“Once you get there, you think, that’s a little embarrassing or revealing or scary... but ultimately, I learned that is where the good stuff is,” says Taiwanese-American director Sean Wang about writing indie breakout Didi (弟弟), which debuted at Sundance Film Festival Asia 2024 in Taipei last month.
Didi is a heartwarming coming-of-age story centered on the Asian American experience. Not just a 2000s teenage nostalgia piece, but a raw, unflinching look at immigrant families and adolescent identity struggles. It quickly became the centerpiece of the event, striking a chord with not only those sharing similar backgrounds but anyone who’s ever felt out of place.
Told through the eyes of 13-year-old protagonist Wang Wang in 2008, the film conjured the eerily accurate nostalgia of Windows XP, instant messaging “:)” and slogan skater tees, a welcome throwback for all millennials. However, the movie’s stark reminder of the 2000s ubiquitous racial slurs and microaggressions jolts us back to a time when growing up “other” exacerbated the already surging hormones and crippling insecurities of the teenage ordeal.
Photo: Hollie Younger
Growing up in California, Wang Wang is split between the academic pressures of his Taiwanese mother and paternal grandmother, a screaming disconnect with his older sister and the desperate need to fit in with his peers — and American culture at large. Take Wang Wang introducing himself as “Chris” to impress some skater dudes and bluffing to his middle school crush that of course he’s seen E.T. and Star Wars.
WRITERS BLOCK
At Sundance Festival Asia, Wang spoke to the Taipei Times about his introspective writing process and the challenging feelings it brought to to the surface.
Photo: Hollie Younger
“A lot of the movie came from a personal place,” he said.

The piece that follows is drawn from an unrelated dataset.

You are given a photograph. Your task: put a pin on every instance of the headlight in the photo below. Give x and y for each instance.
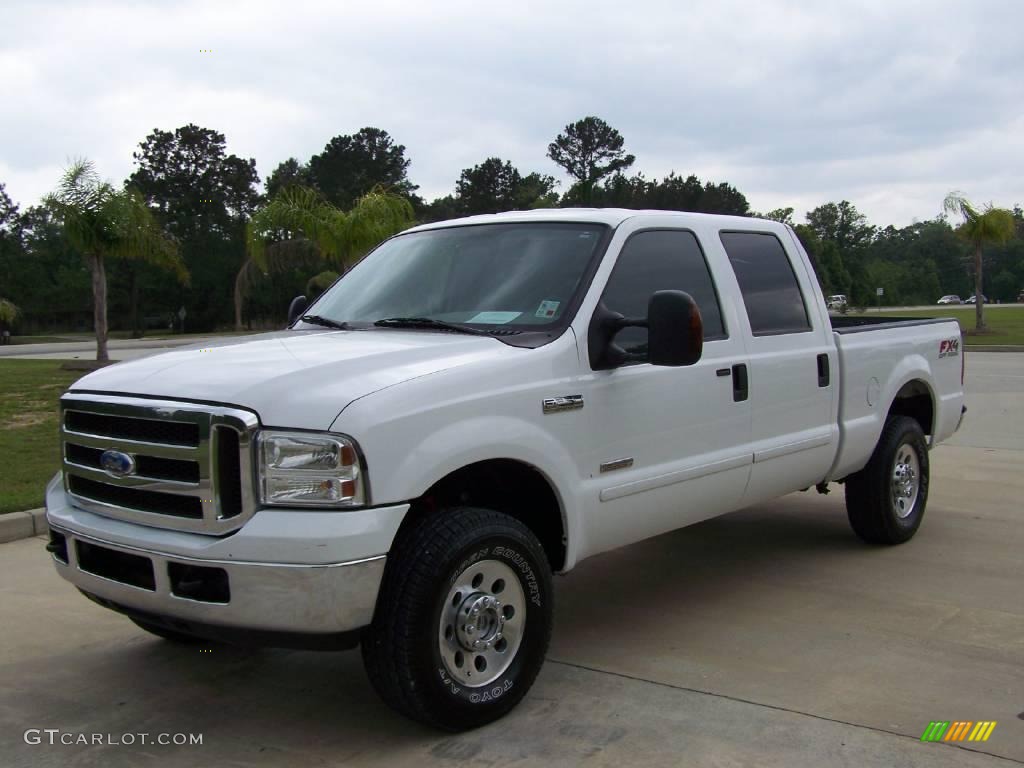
(299, 469)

Wang grew up in the Bay Area with a similar family dynamic and background to the film’s protagonist, which was “deeply rooted [in the] immigrant community.” But he still suffered the movie’s central theme: the teenage affliction of never quite fitting in.
“I grew up around a lot of Asian American kids and that was a unique thing to feel like you don’t fully belong in a place where you feel like you should,” he said.
Photo: Hollie Younger
Utilizing Wang Wang’s friendship groups as the core cast, he compared the movie to Superbad or Stand By Me, in “the irreverence of the friendships and also how poignant they can be.”
But where the movie shines is the emotive and nuanced portrayal of family dynamics between first-generation immigrant children and their parents.
Powerhouse Joan Chen, star of The Last Emperor, played Wang Wang’s mother.
“The entire mother-son storyline was something I was hesitant to explore at first,” Wang said because it demanded difficult conversations with his own mother, who played a role in the writing of the film.
Didi conveys the powerful interplay of native and local languages in a multi-generational immigrant household. The interspersing of English words into Mandarin Chinese by his Taiwanese mother feels natural, because it is. Wang asked himself “how would my mom say it,” eventually inviting his own mom to script readings to find out.
DIRECTORIAL DEBUT
On the third day of the Sundance event, Wang appeared among a vibrant lineup of Hollywood’s newest directorial talent at the “Working with Actors” panel.
Wang told the panel that he specifically cast kids with little to no acting experience and chose his protagonist’s diverse friend group based on chemistry tests. The kids were allowed to run off script, resulting in the desired authenticity and capturing genuine reactions to timeless teenage experiences like kissing in a playground.
Between teenaged newcomers and seasoned pros like Joan Chen, Wang said his directorial brain felt “split in two,” a dichotomy unseen in the movie’s seamless character building.
Wang used his own life as art, saying much of the movie’s messaging is, “everyone has things they’re embarrassed about or ashamed about.” By daring to dive deep into his own psyche and childhood memories, then “chase that, unpack it, translate it into something that works for the movie,” Didi is ultimately defined by this almost-biographic dimension.
In the final anecdote of the panel, Wang recalled asking his lead actor and teenage self, Izaac Wang, how he felt about wrapping up filming. The 16-year-old responded: “Wang Wang is a loser.”